Led by rabbis and leaders of the Yesha Council, they brought a new seifer
Torah to the yishuv, which has a shul, mikva, and now a
The hundreds of celebrants knew good and well the tremendous
responsibility - and the tremendous mesirus nefesh - the new settlers
have, for they form a physical barrier to Arafat. There was simcha
in the air for the yishuv not being abandoned, but mixed with sadness due to the
hefkeirus (irresponsibility) that allows terrorists and Tanzim gunmen to
continue their mission of chasing Jews out of Eretz Yisroel.
Sa-Nur is isolated, located in the valley of Sa-Nur in
northern Shomron amidst a complex of yishuvim whose situation is no less
difficult. These include Chomesh, Chermesh, and Dosan - all of which would have
been abandoned had Sa-Nur been discarded.
Jenin, Sh’chem, and Tul Karem, all terrorist hotbeds,
surround Sa-Nur; nearby are the enemy villages of Jaba and Silat, where 11,000
Arabs live and smuggle weapons from Jenin to Sh’chem.

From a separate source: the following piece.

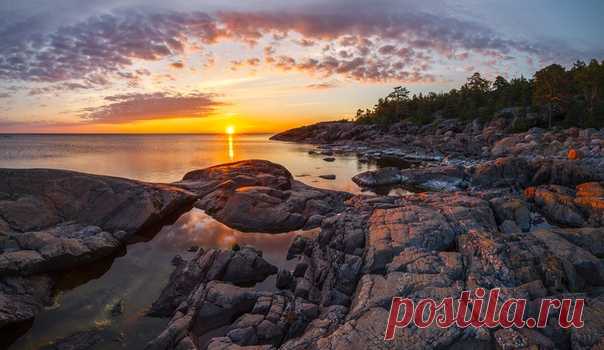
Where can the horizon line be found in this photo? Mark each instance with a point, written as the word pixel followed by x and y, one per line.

The areas east and west of Sa-Nur are Area B; to its north
are the villages of Aja and Azna, part of Area A. The yishuv is boxed in
by Arab villages that dominate the entire area, and the residents of Sa-Nur
smilingly call themselves the "fortress of the Shomron." This isn’t far from the
truth. All the problem areas and danger zones feed into this place, which has
recently become a stronghold for Islamic Jihad, a group responsible for most of
the suicide attacks.
A village of Russian immigrant craftsmen was established here
in 1987. In its heyday, 35 families lived there. They enjoyed the magnificent
scenery, the clean mountain air and the pastoral quiet. When the "Oslo War"
began over a year ago, most of the craftsmen moved to safer areas. Tile-roofed
houses surrounded by large gardens were left empty.

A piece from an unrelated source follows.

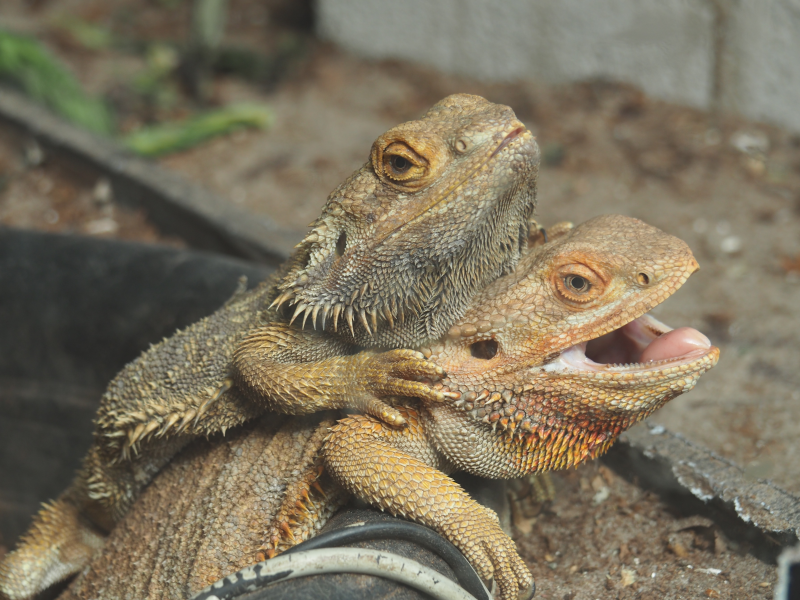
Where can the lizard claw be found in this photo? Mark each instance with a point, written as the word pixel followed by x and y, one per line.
pixel 398 373
pixel 494 556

The newly arrived residents live in the most difficult area
of the Shomron. On the map you can see the road to Sa-Nur; it looks like a
narrow passageway between huge blocks of Area A. The trip to the yishuv,
previously via the roads of Shomron, now involves detours leading first to Afula.
At the Shaked Junction (between Afula and Sa-Nur) an armored military vehicle
joins travelers dressed in armor and helmets. The atmosphere is tense. From the
vehicle window one can see an Arab shepherd walking fearlessly near the road
with his flock. Another Arab walks on the road. The contrast between the tension
of those in the vehicles and the calm of those outside is striking.
The trip from Yerushalayim can take between three quarters of
an hour and five hours, and even eight hours. It often happens that the roads to
the area are closed due to discovery of roadside bombs, a routine occurrence.
Until the bombs are neutralized there’s no getting through. Residents have
become accustomed to living with the background noise of shooting or explosions.
A strong military presence on the roads provides protection.
There is no entering or leaving the yishuv without full military escort.
"When we arrived at Sa-Nur, we began to understand what they told us about the
convoys during the War of Independence in 1948," says Rabbi Uriel Garfinkel, the
Lubavitcher chassid responsible for the revival of the yishuv.
Q: Why is it that we hardly hear about you despite all the
Uriel smiles sadly. "Reports from Sa-Nur hardly ever make it
to the media because it’s no longer news. It’s routine. How did one of the
senior officers here put it? ‘Would they report that I ate breakfast this
morning?’ It’s part of life here in this region."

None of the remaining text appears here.